Cut The Rope
- iPhone / £0.59
- iPad / £1.19 (Lite version free)
There are two types of iPhone gamer: the ones who sit playing Angry Birds until the sky turns black and their eyes bleed, and the ones who would quite happily make the mood turn black and your eyes bleed for liking Angry Birds. If you're in the latter camp, you're not going to be thrilled about Cut The Rope.
The idea of this ludicrously cheap app is to ensure that a little green monster called Om Nom gets his candy fix. And, as the title handily points out, the way to do this is to literally cut the ropes to get this tasty morsel into his ever-willing gob.
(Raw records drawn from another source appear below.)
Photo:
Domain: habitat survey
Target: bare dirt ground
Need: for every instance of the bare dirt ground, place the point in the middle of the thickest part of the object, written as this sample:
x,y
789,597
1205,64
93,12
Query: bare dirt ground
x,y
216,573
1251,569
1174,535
As you'd expect from a Chillingo app, nothing is ever quite as simple as it seems. Sometimes your candy is suspended by numerous ropes, and you have to slice them not only in the right order, but at the right time to take advantage of the inertia. Other times, you have to make the candy land in bubbles, and float it up to Om Nom, whilst dodging spiky obstacles and collecting bonus gems.
Pitched perfectly for casual on-the-move play, it's the kind of game you can happily fill a couple of bored minutes with, or power through for a couple of hours, trying to snag every star. With 100 stages included for starters, and more on the way via updates, welcome to your new favourite waste of time.
0.03 Seconds Pro
- iPhone / £0.59 (Lite version free)
Take a pinch of WarioWare and and a sizeable dollop of Brain Training, stir them up and sit back and bask in the glory of an instant App Store chart-topper in multiple countries.
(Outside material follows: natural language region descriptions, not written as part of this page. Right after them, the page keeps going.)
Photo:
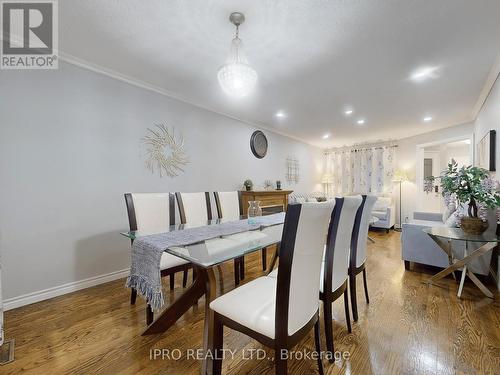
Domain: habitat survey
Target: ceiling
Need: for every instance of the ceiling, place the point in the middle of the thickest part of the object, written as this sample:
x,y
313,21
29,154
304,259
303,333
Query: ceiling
x,y
314,58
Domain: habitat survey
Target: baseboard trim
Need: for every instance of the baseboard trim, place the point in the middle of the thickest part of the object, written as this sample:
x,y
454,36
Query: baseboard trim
x,y
27,299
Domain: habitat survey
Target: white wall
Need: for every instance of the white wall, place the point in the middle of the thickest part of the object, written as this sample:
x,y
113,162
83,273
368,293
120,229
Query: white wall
x,y
406,159
489,119
69,149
Ming Liang Chien's reaction-time app won't score too many points for originality, but once your initial weary cynicism subsides, you'll be more than happy to prove that age / alcohol / exposure to Jedward hasn't blunted your senses. Yet.
With no specific focus, the idea is to perform each of the 24 reaction tasks as quickly as you possibly can. It's all pretty familiar stuff, like tapping the screen when six different fruit appear, tapping the speed camera icon as quickly as possible when the yellow car zooms across the screen, or tapping the screen when the colour matches the word displayed.
You'll rip through all of them in no time, of course, but that nagging allure of wanting to top your best score gives it a disproportionate appeal. In reality, this is one of those games that is only worth the 59p, and ideally should have included far more tests to be recommended.